AlphaDev: Learning To Play By Doing by Doing Using Reinforcement Learning to Learn To Play Mathematical Programming
Reinforcement learning is the same technique used by Deepmind to help their players improve in chess and Go. This kind of software learns by doing. It works like a game in which the artificial intelligence gets rewards for making smart moves that increase the program’s efficiency. The system will work to maximize this reward over time, leading to a Go strategy or a quicker assembly program. This differs from the sort of AI found in large language models like GPT-4, which rely on huge amounts of data to learn how to write words or code. That’s great for producing writing that mirrors the tone of the internet or producing common segments of code. But it’s not so good at producing novel, state-of-the-art solutions to coding challenges the AI has never seen before.
“I think this work is incredibly exciting,” says Armando Solar-Lezama, an expert in program synthesis at MIT, who wasn’t involved in the research. It is useful to have an artificial intelligence come up with a new sorting system and then be able to learn how to write state-of-the-art code on top of that. AlphaDev is learning something new about the art of coding.

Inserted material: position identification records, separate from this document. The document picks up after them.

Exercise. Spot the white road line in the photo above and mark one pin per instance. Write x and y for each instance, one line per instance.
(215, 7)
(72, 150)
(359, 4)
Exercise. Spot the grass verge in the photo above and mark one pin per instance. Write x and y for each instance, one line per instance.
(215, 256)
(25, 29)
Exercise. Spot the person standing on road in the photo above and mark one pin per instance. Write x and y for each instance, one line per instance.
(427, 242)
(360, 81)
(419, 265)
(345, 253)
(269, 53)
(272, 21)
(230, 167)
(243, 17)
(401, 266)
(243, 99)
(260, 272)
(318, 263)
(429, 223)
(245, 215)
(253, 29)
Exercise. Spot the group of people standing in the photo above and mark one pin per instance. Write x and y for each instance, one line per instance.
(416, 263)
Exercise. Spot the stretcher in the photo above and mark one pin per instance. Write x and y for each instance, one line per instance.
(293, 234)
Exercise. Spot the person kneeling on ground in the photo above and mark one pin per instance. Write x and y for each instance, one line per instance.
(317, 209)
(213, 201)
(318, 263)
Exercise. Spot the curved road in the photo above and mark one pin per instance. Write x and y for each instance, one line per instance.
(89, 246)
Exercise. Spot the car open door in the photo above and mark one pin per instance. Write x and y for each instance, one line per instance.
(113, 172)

To see where AlphaDev eked out its gains, the team took a closer look at its algorithms. For sorting, they found two new tactics, which they called the AlphaDev swap move and the AlphaDev copy move. Mankowitz compared them to an unusual move AlphaGo made in 2016 against human Go champion Lee Sedol at an exhibition match in Korea. “It’s something that, in hindsight, was actually fundamental to winning the game and influenced how we thought about strategies,” he says.

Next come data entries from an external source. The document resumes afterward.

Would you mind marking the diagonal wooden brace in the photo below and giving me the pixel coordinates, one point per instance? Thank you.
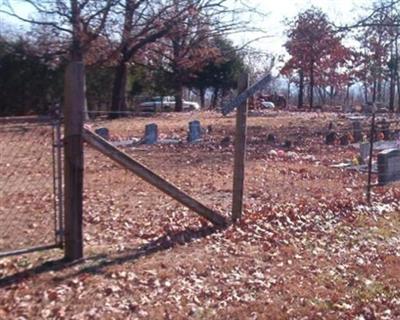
(149, 176)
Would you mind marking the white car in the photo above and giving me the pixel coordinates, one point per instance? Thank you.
(167, 103)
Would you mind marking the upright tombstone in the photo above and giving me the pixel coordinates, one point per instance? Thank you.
(357, 131)
(385, 127)
(150, 134)
(364, 150)
(194, 133)
(103, 132)
(388, 166)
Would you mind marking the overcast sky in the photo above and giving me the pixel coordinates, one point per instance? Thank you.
(339, 11)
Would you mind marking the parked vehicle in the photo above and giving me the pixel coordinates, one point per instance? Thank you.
(167, 103)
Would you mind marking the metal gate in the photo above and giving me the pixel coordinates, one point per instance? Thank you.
(31, 199)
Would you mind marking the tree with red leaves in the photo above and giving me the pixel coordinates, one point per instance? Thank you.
(316, 52)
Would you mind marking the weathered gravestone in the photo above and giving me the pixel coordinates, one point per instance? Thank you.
(150, 134)
(331, 138)
(357, 131)
(271, 138)
(194, 133)
(103, 132)
(385, 127)
(364, 150)
(388, 166)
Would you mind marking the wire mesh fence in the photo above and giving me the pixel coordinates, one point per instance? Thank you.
(30, 185)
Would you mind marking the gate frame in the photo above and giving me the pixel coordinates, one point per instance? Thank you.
(55, 122)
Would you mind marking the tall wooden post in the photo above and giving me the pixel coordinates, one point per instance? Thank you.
(371, 149)
(74, 95)
(240, 152)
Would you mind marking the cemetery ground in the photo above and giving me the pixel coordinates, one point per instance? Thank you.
(308, 247)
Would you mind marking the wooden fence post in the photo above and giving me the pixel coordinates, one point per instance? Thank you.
(240, 152)
(74, 95)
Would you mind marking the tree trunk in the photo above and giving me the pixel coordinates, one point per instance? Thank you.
(202, 98)
(214, 99)
(118, 102)
(374, 92)
(301, 89)
(178, 99)
(311, 85)
(77, 51)
(392, 88)
(396, 72)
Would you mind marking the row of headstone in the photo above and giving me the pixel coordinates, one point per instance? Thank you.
(151, 133)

Even though Alpha Zero has been around for six years, the science is not very deep according to Michael Littman, a computer scientist in Providence, Rhode Island. “But the engineering is phenomenal.” He adds that the researchers behind DeepMind are good at fitting the method to new problems. Last year, DeepMind also modified AlphaZero to create AlphaTensor3, which invented faster ways to multiply grids of numbers.